I have included ALL the data.
| Class= | am | Class= | am | Class= | am | Class= | am | |||
| Sample= | Sun 3:30 p | Sample= | Sun 9:30p | Sample= | Mon 6:30a | Sample= | Mon 9:30a | |||
| Plate: | colony ct | Plate: | colony ct | Plate: | colony ct | Plate: | colony ct | |||
| a1 1.0 ml | ND | a1 1.0 ml | ND | a1 1.0 ml | TNTC | a1 1.0 ml | TNTC | |||
| a2 1.0 ml | ND | a2 1.0 ml | ND | a2 1.0 ml | TNTC | a2 1.0 ml | TNTC | |||
| a1 0.1 ml | ND | a1 0.1 ml | ND | a1 0.1 ml | TNTC | a1 0.1 ml | TNTC | |||
| a2 0.1 ml | ND | a2 0.1 ml | ND | a2 0.1 ml | TNTC | a2 0.1 ml | TNTC | |||
| b1 1.0 ml | TNTC | b1 1.0 ml | TNTC | b1 1.0 ml | TNTC | b1 1.0 ml | TNTC | |||
| b2 1.0 ml | TNTC | b2 1.0 ml | TNTC | b2 1.0 ml | TNTC | b2 1.0 ml | TNTC | |||
| b1 0.1 ml | TNTC | b1 0.1 ml | 205 | b1 0.1 ml | 92 | b1 0.1 ml | 179 | |||
| b2 0.1 ml | TNTC | b2 0.1 ml | TNTC | b2 0.1 ml | 55 | b2 0.1 ml | 36 | |||
| c1 1.0 ml | 229 | c1 1.0 ml | 196 | c1 1.0 ml | ND | c1 1.0 ml | ND | |||
| c2 1.0 ml | 167 | c2 1.0 ml | 60 | c2 1.0 ml | ND | c2 1.0 ml | ND | |||
| c1 0.1 ml | 37 | c1 0.1 ml | 17 | c1 0.1 ml | ND | c1 0.1 ml | ND | |||
| c2 0.1 ml | 23 | c2 0.1 ml | 15 | c2 0.1 ml | ND | c2 0.1 ml | ND | |||
| Class= | pm | Class= | pm | Class= | pm | Class= | pm | |||
| Sample= | Sun 3:30 p | Sample= | Mon 6:30a | Sample= | Mon 9:30a | Sample= | Mon 3:30 p | |||
| Plate: | colony ct | Plate: | colony ct | Plate: | colony ct | Plate: | colony ct | |||
| a1 1.0 ml | ND | a1 1.0 ml | ND | a1 1.0 ml | TNTC | a1 1.0 ml | TNTC | |||
| a2 1.0 ml | ND | a2 1.0 ml | ND | a2 1.0 ml | TNTC | a2 1.0 ml | TNTC | |||
| a1 0.1 ml | ND | a1 0.1 ml | ND | a1 0.1 ml | TNTC | a1 0.1 ml | TNTC | |||
| a2 0.1 ml | ND | a2 0.1 ml | ND | a2 0.1 ml | TNTC | a2 0.1 ml | TNTC | |||
| b1 1.0 ml | TNTC | b1 1.0 ml | TNTC | b1 1.0 ml | TNTC | b1 1.0 ml | TNTC | |||
| b2 1.0 ml | TNTC | b2 1.0 ml | TNTC | b2 1.0 ml | TNTC | b2 1.0 ml | 198 | |||
| b1 0.1 ml | TNTC | b1 0.1 ml | TNTC | b1 0.1 ml | 299 | b1 0.1 ml | 401 | |||
| b2 0.1 ml | TNTC | b2 0.1 ml | 222 | b2 0.1 ml | 199 | b2 0.1 ml | TNTC | |||
| c1 1.0 ml | TNTC | c1 1.0 ml | 38 | c1 1.0 ml | ND | c1 1.0 ml | ND | |||
| c2 1.0 ml | 371 | c2 1.0 ml | 45 | c2 1.0 ml | ND | c2 1.0 ml | ND | |||
| c1 0.1 ml | TNTC | c1 0.1 ml | 4 | c1 0.1 ml | ND | c1 0.1 ml | ND | |||
| c2 0.1 ml | 88 | c2 0.1 ml | 11 | c2 0.1 ml | ND | c2 0.1 ml | ND |
Class: am or pm.

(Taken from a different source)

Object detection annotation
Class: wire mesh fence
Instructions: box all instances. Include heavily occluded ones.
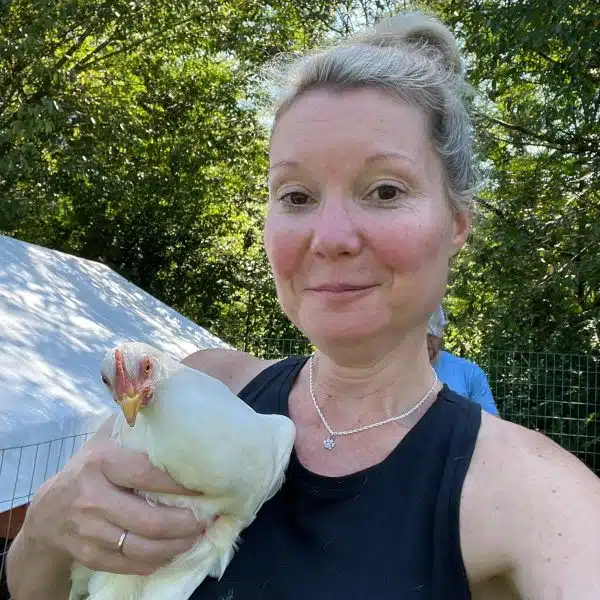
[0,338,600,600]
[0,434,90,600]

Columns headed with "am" were data obtained a 9:30 Monday morning. Columns headed with "pm" were obtained at 3:30 (not 2:30!!) Monday afternoon. "a" is the first dilution, "b" the second, etc. a1 and a2 are duplicates of each other. TNTC means too numerous to count. ND = not determined. The data are NOT in any particular order other than from least to most dilute.